30 aprile 2006
ARGENTO! (capitolo 1)
Quando il brontolio dello stomaco si fece più sonoro Alvino apri' gli occhi e si rese conto che era rimasto assopito per ore. Il bosco frusciava, accarezzato dai venti del nord est. "Acacie", penso'.
Gli piaceva dormire ai piedi delle acacie.
Sin da bambino, prima di scoprire "il dono" aveva trascorso interi pomeriggi d'estate addormentato tra i profumi delle spighe tagliate di fresco.
Era il 16 di agosto, e il gallo cantava in piena notte, come sempre.
"già le quattro..." disse cercando di alzarsi.
Gli piacevano i galli matti. Era quella imperfezione che glieli faceva amare. "Un gallo che canta all'alba non è mica interessante".
Glielo aveva insegnato sua madre, prima di morire. Prima della poliomielite che lo aveva ridotto uno schiavo. Schiavo della sua imperfezione, della miseria e della pietà dei pochi parenti rimasti. _"chichirichiiiiii" rispose al gallo.
E si fece, per un momento, Silenzio.
Come gli piaceva il silenzio. Ah, un lungo respiro.
Si alzo' e commincio' a percorrere il sentiero, la luna alta in cielo. Un gatto gli attraverso' la strada e si perse a soffiare.
HOP HOP
Camminava veloce dopo la trasformazione, la sua parte animale prendeva il sopravvento e gli faceva dimenticare i limiti di umano.
Era braccato, lo sapeva. Suo cugino Gesuino lo avevano freddato con due proiettili d'argento. E tutto per una stupida pecora.
Ma i bracconieri inglesi non perdonano! Si sa.
Erano motivati quelli, dall'oro che si portavano via. Chili e chili, quanto pesava la preda. Questo era l'accordo. _
Alvino era una massa di muscoli e pelo, occhi di brace, bava alla bocca. Ringhiava adesso.
AAAAARRRRHHHHHHH
Se li era trovati davanti, all'improvviso.
"run run", "sourround him". "There!" urlavano peggio di bestie. Bastardi. Avevano perfino dei cani.

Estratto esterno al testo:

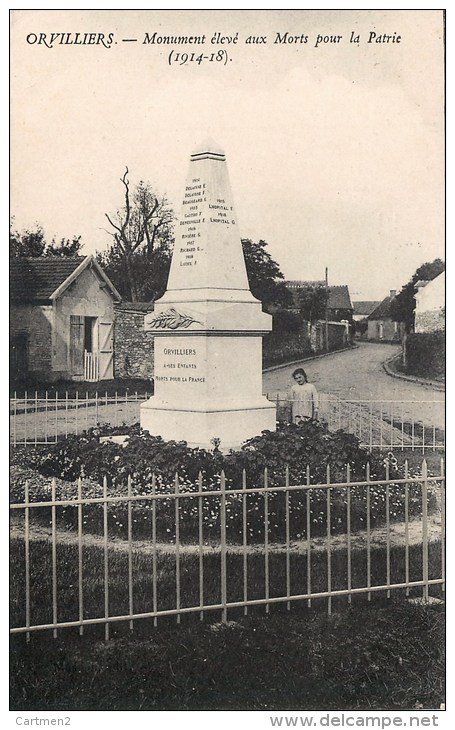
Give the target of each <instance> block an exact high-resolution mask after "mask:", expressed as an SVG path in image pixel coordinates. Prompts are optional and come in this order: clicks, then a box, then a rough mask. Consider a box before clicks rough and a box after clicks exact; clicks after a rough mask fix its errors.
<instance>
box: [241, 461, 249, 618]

In quei momenti Alvino non pensava.
Non lo sapeva neppure lui come fece ma si ritrovo' d'improvviso per aria, arrampicato per un acacia "(amica)". E poi spicco' un balzo enorme.
BRRAAAARRR
Giusto in tempo di vedere una lingua di fuoco che bruciava, bruciava e faceva piangere.
Si tocco' il deltoide sbrindellato dal proiettile. Il sangue colava caldo.
E sentiva il ringhiare dei cani, vicino, sempre più vicino.
Tump tump tump, le sue zampe per terra. Era veloce. VELOCE e rideva perché sentiva il vento fischiare
UUUHHH UUUHHH nelle orecchie.
Quanto tempo passo' prima che intravedesse l'uscio della sua tana?
Aveva ancora il cuore che pulsava nelle orecchie. Ma rideva. Contento, malgrado il dolore.
Poi pochi gesti decisi.
Giusto il tempo di stringere forte il braccio con i lacci e le pezze. Di bere dell'acqua fresca e di svenire nell'amaca appesa all'interno di quella grotta che lo aveva visto cucciolo.
Quando arrivo' la vecchia, con il suo passo strascicato, Alvino era ancora immerso nel suo sonno solido. Non era più un uomo lupo adesso, ma solo un ragazzetto ferito.
La donna gli accarezzo' i capelli. Spense la lampada a carburo, che era sorto il sole. E mise a suonare sul grammofono una vecchia musica tropicale, mentre preparava il mate.
E Alvino apri' gli occhi.
"Me la leggi Hansel e Gretel nonna?" disse il ragazzetto.
"Sei un ometto oramai. Non si leggono le fiabe agli uomini fatti".
E sorrisero mentre lei gli porse una tazza e preparo' i ferri sull'acqua calda, per vedere di medicare quella brutta ferita.